Thursday 16 November 2017

The Gaze of Azathoth

THE GAZE OF AZATHOTH

Eternal Lies - The Gaze of Azathoth

Bound in black, brain-tanned leather, this book tells the tale of a nameless man (who is also sometimes described as “faceless”) who lives amidst the “dying lights” of the end of days. Blessed with the “thrice-cursed immortality” this man nevertheless feels as if a creeping doom has crept into his bones. His dreams are slowly filled by the recurring image of a great and terrible Eye which “gazes down upon the world”, and he is disturbed to find that many others among his friends and acquaintances have begun to share these dreams.

At last this “gnawing Eye” – belonging to the “dread amorphity of Azathoth” – manifests itself and its horrible gaze is “turned upon the last, burning days of his twilit world”.

Rather than embracing or accepting the doom of his world, however, the man seeks an escape. He finds it in the “flesh of Yog-Sothoth”, creating a gate which allows him to escape to another world.

Unfortunately, the “gaze of Azathoth” had become “locked upon him” through the “barbs which bear the runes of Nyarlathotep”, and the Eye follows him to the new world and turns its destructive force upon it. The man escapes again, using the same gate as before. And, once again, the Eye pursues him.

The man skips from one world to the next, watching as the stars he had doomed wink out one by one from the many skies above him until his nights are marked only by a “haze of unseen red”. But still he runs, carrying with him the curse of Azathoth’s gaze.

At the end of the story he makes the decision to stop running and throws himself prostrate upon the ground.
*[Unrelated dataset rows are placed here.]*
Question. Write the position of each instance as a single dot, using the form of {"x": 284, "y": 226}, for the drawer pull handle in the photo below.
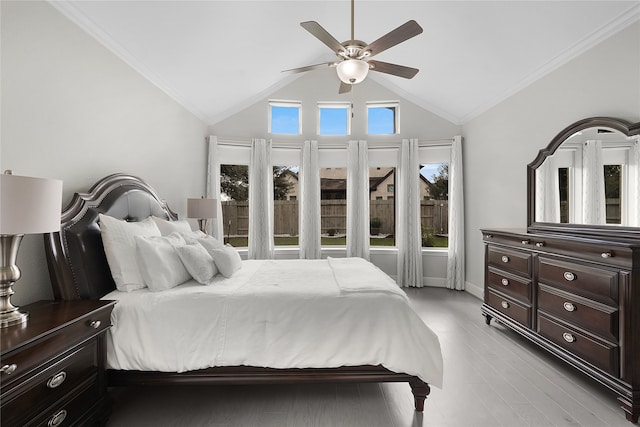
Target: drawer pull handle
{"x": 57, "y": 380}
{"x": 9, "y": 369}
{"x": 57, "y": 418}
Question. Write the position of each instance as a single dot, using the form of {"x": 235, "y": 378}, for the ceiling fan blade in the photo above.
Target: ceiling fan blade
{"x": 323, "y": 35}
{"x": 310, "y": 67}
{"x": 403, "y": 32}
{"x": 393, "y": 69}
{"x": 344, "y": 87}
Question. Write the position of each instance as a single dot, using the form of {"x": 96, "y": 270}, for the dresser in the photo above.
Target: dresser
{"x": 576, "y": 297}
{"x": 53, "y": 367}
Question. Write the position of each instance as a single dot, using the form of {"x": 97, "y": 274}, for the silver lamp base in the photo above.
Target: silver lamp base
{"x": 9, "y": 274}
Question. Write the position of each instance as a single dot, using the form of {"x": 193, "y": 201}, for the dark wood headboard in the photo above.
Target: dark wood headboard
{"x": 77, "y": 264}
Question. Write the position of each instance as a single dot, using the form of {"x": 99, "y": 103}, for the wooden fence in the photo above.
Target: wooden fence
{"x": 333, "y": 213}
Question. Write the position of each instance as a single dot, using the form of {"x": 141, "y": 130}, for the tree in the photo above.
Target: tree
{"x": 439, "y": 184}
{"x": 234, "y": 182}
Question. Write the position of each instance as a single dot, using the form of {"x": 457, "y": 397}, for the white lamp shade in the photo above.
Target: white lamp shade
{"x": 201, "y": 208}
{"x": 352, "y": 71}
{"x": 29, "y": 205}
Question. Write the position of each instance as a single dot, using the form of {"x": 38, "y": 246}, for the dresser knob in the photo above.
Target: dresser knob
{"x": 57, "y": 380}
{"x": 9, "y": 369}
{"x": 57, "y": 418}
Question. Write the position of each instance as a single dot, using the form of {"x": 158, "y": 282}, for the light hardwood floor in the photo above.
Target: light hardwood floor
{"x": 492, "y": 377}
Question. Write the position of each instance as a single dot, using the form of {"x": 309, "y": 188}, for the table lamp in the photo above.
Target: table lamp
{"x": 201, "y": 209}
{"x": 27, "y": 206}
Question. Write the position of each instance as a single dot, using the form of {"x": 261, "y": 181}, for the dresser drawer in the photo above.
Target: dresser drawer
{"x": 510, "y": 284}
{"x": 591, "y": 282}
{"x": 31, "y": 357}
{"x": 50, "y": 385}
{"x": 510, "y": 307}
{"x": 510, "y": 260}
{"x": 597, "y": 318}
{"x": 599, "y": 353}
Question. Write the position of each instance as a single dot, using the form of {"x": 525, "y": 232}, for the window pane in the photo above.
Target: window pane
{"x": 234, "y": 189}
{"x": 285, "y": 120}
{"x": 434, "y": 204}
{"x": 334, "y": 121}
{"x": 382, "y": 206}
{"x": 612, "y": 185}
{"x": 333, "y": 206}
{"x": 285, "y": 205}
{"x": 381, "y": 120}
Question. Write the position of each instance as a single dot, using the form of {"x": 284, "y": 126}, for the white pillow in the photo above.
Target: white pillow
{"x": 159, "y": 262}
{"x": 198, "y": 262}
{"x": 167, "y": 227}
{"x": 227, "y": 260}
{"x": 120, "y": 249}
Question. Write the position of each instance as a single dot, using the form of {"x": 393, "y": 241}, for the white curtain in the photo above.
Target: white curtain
{"x": 455, "y": 262}
{"x": 547, "y": 192}
{"x": 216, "y": 228}
{"x": 358, "y": 200}
{"x": 309, "y": 202}
{"x": 593, "y": 197}
{"x": 261, "y": 244}
{"x": 409, "y": 233}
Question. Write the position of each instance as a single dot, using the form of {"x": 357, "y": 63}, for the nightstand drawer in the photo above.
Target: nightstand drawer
{"x": 506, "y": 259}
{"x": 510, "y": 284}
{"x": 56, "y": 343}
{"x": 602, "y": 354}
{"x": 50, "y": 385}
{"x": 511, "y": 308}
{"x": 597, "y": 318}
{"x": 590, "y": 282}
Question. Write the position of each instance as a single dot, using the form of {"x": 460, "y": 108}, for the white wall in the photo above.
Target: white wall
{"x": 604, "y": 81}
{"x": 72, "y": 110}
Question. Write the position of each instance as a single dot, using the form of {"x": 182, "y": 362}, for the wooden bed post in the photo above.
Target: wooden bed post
{"x": 420, "y": 391}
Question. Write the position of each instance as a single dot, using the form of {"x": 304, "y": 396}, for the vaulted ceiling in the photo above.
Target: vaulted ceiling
{"x": 213, "y": 56}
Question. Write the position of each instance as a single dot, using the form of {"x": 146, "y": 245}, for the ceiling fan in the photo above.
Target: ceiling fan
{"x": 353, "y": 63}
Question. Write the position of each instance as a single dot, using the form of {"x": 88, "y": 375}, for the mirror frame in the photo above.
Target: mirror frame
{"x": 624, "y": 127}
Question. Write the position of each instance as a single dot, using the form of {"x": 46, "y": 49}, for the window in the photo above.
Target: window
{"x": 285, "y": 117}
{"x": 382, "y": 118}
{"x": 334, "y": 118}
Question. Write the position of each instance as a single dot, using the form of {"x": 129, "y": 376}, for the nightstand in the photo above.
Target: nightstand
{"x": 53, "y": 367}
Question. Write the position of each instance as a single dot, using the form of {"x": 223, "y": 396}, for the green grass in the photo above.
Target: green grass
{"x": 243, "y": 242}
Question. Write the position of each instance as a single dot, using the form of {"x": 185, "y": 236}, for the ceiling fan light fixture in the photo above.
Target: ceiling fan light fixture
{"x": 352, "y": 71}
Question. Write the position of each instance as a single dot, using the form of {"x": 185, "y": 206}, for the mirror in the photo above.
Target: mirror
{"x": 587, "y": 180}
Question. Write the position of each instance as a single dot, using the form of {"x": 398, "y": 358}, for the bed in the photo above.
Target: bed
{"x": 394, "y": 347}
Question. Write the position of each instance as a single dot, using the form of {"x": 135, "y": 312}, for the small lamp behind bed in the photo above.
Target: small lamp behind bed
{"x": 27, "y": 206}
{"x": 201, "y": 209}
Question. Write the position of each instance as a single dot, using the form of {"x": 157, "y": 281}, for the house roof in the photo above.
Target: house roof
{"x": 217, "y": 57}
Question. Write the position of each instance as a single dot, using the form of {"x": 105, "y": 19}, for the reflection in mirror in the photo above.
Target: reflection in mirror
{"x": 593, "y": 177}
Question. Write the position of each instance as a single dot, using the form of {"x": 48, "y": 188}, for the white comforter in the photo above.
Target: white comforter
{"x": 277, "y": 314}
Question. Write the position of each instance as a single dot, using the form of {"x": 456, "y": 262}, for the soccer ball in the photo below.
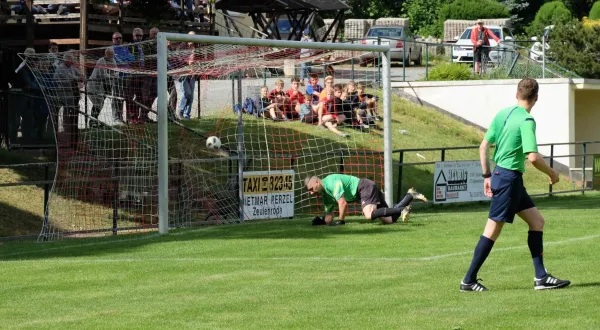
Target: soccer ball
{"x": 213, "y": 142}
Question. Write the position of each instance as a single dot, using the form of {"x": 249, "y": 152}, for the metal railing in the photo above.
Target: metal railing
{"x": 507, "y": 60}
{"x": 584, "y": 154}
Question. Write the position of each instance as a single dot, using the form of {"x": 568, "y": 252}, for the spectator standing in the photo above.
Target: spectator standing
{"x": 149, "y": 86}
{"x": 67, "y": 78}
{"x": 305, "y": 53}
{"x": 480, "y": 37}
{"x": 135, "y": 113}
{"x": 314, "y": 89}
{"x": 187, "y": 82}
{"x": 103, "y": 75}
{"x": 122, "y": 59}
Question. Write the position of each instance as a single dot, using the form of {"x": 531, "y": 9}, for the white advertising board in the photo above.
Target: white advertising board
{"x": 458, "y": 181}
{"x": 268, "y": 195}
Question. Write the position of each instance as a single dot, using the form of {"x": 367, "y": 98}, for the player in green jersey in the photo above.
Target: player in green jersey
{"x": 340, "y": 189}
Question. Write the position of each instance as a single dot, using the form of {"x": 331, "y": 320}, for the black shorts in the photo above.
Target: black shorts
{"x": 369, "y": 194}
{"x": 479, "y": 52}
{"x": 510, "y": 196}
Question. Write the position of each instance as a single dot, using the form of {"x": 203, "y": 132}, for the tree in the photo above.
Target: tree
{"x": 595, "y": 11}
{"x": 423, "y": 15}
{"x": 579, "y": 8}
{"x": 375, "y": 8}
{"x": 522, "y": 12}
{"x": 551, "y": 13}
{"x": 577, "y": 48}
{"x": 470, "y": 10}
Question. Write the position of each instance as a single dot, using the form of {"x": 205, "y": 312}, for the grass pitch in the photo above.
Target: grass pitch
{"x": 288, "y": 274}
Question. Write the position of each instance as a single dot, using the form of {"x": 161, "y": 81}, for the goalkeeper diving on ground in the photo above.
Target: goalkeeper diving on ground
{"x": 340, "y": 189}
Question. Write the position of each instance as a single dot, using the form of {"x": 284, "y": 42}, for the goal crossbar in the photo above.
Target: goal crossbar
{"x": 162, "y": 101}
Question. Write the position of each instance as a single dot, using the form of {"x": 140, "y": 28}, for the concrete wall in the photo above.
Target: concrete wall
{"x": 478, "y": 102}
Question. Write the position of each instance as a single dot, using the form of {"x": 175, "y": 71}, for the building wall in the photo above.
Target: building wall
{"x": 587, "y": 122}
{"x": 479, "y": 101}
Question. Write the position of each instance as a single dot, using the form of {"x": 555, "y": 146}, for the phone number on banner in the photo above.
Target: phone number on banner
{"x": 268, "y": 182}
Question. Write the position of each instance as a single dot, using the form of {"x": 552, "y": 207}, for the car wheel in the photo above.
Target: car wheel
{"x": 419, "y": 59}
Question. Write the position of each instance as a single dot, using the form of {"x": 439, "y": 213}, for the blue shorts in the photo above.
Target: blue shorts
{"x": 510, "y": 196}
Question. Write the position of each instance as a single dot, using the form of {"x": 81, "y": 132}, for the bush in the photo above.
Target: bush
{"x": 551, "y": 13}
{"x": 470, "y": 10}
{"x": 595, "y": 12}
{"x": 577, "y": 48}
{"x": 451, "y": 71}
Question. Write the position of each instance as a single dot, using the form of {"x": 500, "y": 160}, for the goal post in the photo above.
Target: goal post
{"x": 162, "y": 102}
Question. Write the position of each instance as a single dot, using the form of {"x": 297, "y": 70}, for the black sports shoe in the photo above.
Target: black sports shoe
{"x": 550, "y": 282}
{"x": 472, "y": 287}
{"x": 337, "y": 223}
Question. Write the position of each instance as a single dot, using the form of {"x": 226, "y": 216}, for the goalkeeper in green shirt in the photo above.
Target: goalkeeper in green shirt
{"x": 340, "y": 189}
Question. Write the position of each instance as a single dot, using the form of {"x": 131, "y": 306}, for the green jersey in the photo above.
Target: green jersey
{"x": 513, "y": 132}
{"x": 337, "y": 185}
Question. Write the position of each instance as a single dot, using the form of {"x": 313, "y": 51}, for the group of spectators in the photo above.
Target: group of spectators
{"x": 194, "y": 10}
{"x": 328, "y": 107}
{"x": 118, "y": 79}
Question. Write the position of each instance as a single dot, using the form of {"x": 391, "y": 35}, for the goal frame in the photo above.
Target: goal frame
{"x": 162, "y": 102}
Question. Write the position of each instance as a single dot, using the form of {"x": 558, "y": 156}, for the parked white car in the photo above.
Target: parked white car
{"x": 536, "y": 52}
{"x": 398, "y": 37}
{"x": 462, "y": 51}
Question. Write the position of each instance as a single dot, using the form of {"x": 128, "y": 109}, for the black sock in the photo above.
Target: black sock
{"x": 385, "y": 212}
{"x": 482, "y": 250}
{"x": 536, "y": 247}
{"x": 406, "y": 200}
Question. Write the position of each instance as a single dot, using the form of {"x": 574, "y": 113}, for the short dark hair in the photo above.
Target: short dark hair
{"x": 528, "y": 89}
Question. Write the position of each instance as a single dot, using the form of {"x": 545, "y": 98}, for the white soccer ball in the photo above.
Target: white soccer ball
{"x": 213, "y": 142}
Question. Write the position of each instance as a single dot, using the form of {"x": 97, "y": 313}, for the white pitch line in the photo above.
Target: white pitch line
{"x": 334, "y": 259}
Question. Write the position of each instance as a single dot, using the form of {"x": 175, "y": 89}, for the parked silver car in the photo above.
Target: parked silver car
{"x": 402, "y": 43}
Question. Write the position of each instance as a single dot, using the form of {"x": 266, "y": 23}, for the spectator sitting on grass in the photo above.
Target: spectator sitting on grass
{"x": 328, "y": 114}
{"x": 296, "y": 98}
{"x": 278, "y": 96}
{"x": 368, "y": 102}
{"x": 314, "y": 89}
{"x": 350, "y": 97}
{"x": 307, "y": 113}
{"x": 264, "y": 103}
{"x": 328, "y": 86}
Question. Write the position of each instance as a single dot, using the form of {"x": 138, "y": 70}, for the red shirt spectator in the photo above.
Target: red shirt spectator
{"x": 295, "y": 97}
{"x": 481, "y": 33}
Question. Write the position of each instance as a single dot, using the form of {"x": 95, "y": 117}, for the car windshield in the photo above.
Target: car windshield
{"x": 467, "y": 33}
{"x": 385, "y": 32}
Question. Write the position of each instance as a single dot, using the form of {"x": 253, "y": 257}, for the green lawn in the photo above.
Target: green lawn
{"x": 22, "y": 211}
{"x": 288, "y": 274}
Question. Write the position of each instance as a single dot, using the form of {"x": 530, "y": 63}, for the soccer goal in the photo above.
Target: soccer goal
{"x": 193, "y": 130}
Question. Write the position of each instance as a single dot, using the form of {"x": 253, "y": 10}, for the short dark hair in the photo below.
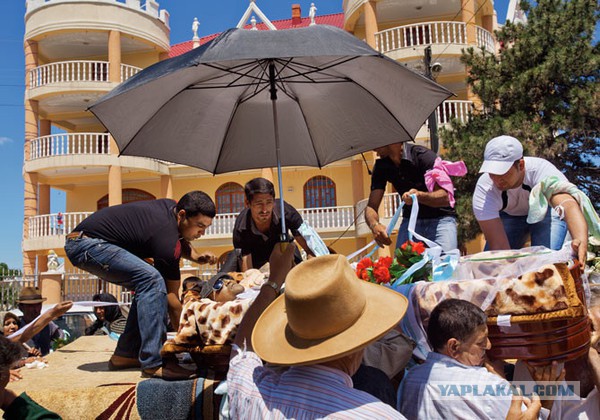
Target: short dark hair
{"x": 258, "y": 186}
{"x": 197, "y": 202}
{"x": 10, "y": 352}
{"x": 453, "y": 318}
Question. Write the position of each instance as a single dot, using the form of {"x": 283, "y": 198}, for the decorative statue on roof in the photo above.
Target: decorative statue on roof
{"x": 195, "y": 26}
{"x": 312, "y": 12}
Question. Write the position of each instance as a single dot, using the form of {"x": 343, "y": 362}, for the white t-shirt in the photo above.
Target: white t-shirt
{"x": 487, "y": 199}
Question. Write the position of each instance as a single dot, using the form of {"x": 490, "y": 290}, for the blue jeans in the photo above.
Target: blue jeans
{"x": 549, "y": 232}
{"x": 441, "y": 230}
{"x": 146, "y": 326}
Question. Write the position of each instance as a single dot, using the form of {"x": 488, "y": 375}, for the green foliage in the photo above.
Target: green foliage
{"x": 542, "y": 88}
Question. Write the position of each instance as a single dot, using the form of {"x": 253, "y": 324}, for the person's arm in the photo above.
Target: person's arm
{"x": 302, "y": 242}
{"x": 44, "y": 319}
{"x": 189, "y": 253}
{"x": 280, "y": 264}
{"x": 372, "y": 218}
{"x": 494, "y": 233}
{"x": 174, "y": 304}
{"x": 437, "y": 198}
{"x": 575, "y": 223}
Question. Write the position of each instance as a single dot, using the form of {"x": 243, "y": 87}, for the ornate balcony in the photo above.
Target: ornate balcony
{"x": 430, "y": 33}
{"x": 76, "y": 71}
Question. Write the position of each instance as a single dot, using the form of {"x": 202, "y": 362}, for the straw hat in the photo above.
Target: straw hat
{"x": 325, "y": 313}
{"x": 30, "y": 295}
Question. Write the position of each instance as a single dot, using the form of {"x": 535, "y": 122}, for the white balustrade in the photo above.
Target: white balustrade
{"x": 427, "y": 33}
{"x": 322, "y": 218}
{"x": 76, "y": 71}
{"x": 485, "y": 40}
{"x": 69, "y": 144}
{"x": 51, "y": 224}
{"x": 449, "y": 110}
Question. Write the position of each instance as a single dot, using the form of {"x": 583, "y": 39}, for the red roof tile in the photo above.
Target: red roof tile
{"x": 336, "y": 19}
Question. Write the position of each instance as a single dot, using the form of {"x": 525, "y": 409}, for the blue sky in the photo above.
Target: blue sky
{"x": 214, "y": 16}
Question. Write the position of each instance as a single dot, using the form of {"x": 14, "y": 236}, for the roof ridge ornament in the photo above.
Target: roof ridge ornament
{"x": 252, "y": 7}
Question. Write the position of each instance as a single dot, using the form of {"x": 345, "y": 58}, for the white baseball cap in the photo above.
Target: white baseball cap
{"x": 500, "y": 153}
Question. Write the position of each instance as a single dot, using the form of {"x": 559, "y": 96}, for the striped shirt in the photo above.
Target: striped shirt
{"x": 300, "y": 392}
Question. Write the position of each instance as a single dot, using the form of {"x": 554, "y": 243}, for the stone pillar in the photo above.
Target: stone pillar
{"x": 115, "y": 191}
{"x": 166, "y": 186}
{"x": 114, "y": 56}
{"x": 267, "y": 173}
{"x": 468, "y": 16}
{"x": 370, "y": 9}
{"x": 51, "y": 286}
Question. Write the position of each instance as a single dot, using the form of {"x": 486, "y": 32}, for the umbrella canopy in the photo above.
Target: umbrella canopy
{"x": 213, "y": 107}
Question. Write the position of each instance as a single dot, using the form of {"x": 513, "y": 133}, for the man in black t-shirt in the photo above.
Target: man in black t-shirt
{"x": 258, "y": 227}
{"x": 404, "y": 166}
{"x": 113, "y": 244}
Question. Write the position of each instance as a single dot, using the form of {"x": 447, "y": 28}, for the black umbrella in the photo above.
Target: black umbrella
{"x": 256, "y": 99}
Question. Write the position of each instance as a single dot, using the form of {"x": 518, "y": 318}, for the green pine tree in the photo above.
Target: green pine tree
{"x": 542, "y": 88}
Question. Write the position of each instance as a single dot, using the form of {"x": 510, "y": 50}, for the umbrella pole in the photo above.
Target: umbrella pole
{"x": 273, "y": 91}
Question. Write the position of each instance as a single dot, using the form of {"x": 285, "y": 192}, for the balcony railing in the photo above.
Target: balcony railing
{"x": 76, "y": 71}
{"x": 54, "y": 224}
{"x": 69, "y": 144}
{"x": 449, "y": 110}
{"x": 430, "y": 33}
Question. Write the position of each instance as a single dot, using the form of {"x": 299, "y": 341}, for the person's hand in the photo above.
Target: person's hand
{"x": 406, "y": 197}
{"x": 61, "y": 308}
{"x": 380, "y": 235}
{"x": 15, "y": 375}
{"x": 534, "y": 405}
{"x": 280, "y": 262}
{"x": 546, "y": 373}
{"x": 207, "y": 258}
{"x": 32, "y": 351}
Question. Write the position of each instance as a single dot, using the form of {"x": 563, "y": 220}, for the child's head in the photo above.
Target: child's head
{"x": 9, "y": 353}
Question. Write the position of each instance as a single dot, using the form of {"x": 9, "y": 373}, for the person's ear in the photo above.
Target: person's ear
{"x": 453, "y": 347}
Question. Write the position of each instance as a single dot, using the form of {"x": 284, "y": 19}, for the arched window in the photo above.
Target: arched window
{"x": 230, "y": 198}
{"x": 319, "y": 191}
{"x": 129, "y": 196}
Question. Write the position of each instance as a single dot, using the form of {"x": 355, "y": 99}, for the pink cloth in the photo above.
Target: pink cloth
{"x": 440, "y": 174}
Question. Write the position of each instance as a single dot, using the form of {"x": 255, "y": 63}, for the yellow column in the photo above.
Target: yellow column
{"x": 468, "y": 16}
{"x": 114, "y": 56}
{"x": 29, "y": 178}
{"x": 267, "y": 173}
{"x": 115, "y": 192}
{"x": 370, "y": 9}
{"x": 166, "y": 186}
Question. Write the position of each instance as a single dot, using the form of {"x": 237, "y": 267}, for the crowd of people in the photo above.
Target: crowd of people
{"x": 330, "y": 346}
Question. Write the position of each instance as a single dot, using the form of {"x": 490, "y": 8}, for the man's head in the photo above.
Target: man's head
{"x": 195, "y": 212}
{"x": 325, "y": 314}
{"x": 30, "y": 303}
{"x": 393, "y": 151}
{"x": 260, "y": 199}
{"x": 503, "y": 161}
{"x": 458, "y": 329}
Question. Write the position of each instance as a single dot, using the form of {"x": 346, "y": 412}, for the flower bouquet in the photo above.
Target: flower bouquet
{"x": 388, "y": 270}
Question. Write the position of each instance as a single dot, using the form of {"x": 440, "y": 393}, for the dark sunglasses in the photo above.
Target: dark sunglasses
{"x": 218, "y": 285}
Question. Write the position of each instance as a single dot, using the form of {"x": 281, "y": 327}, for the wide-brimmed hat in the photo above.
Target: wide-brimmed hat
{"x": 30, "y": 295}
{"x": 326, "y": 312}
{"x": 500, "y": 154}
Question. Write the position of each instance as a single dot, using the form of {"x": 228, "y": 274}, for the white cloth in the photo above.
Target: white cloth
{"x": 422, "y": 392}
{"x": 300, "y": 392}
{"x": 487, "y": 199}
{"x": 585, "y": 408}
But as he does so, he finds that he has landed “at the feet of the Herald”, who reveals to him a great truth: That the worlds he has left in his wake have not been burdened with destruction, for as long as Azathoth’s gaze is fixed upon the man, he will carry that destruction away with him and spare the worlds behind.

The Herald’s words, however, come too late, for the mind of the man has been consumed by his “gibbering madness”. And neither he nor any of the worlds he has saved will ever know his sacrifice.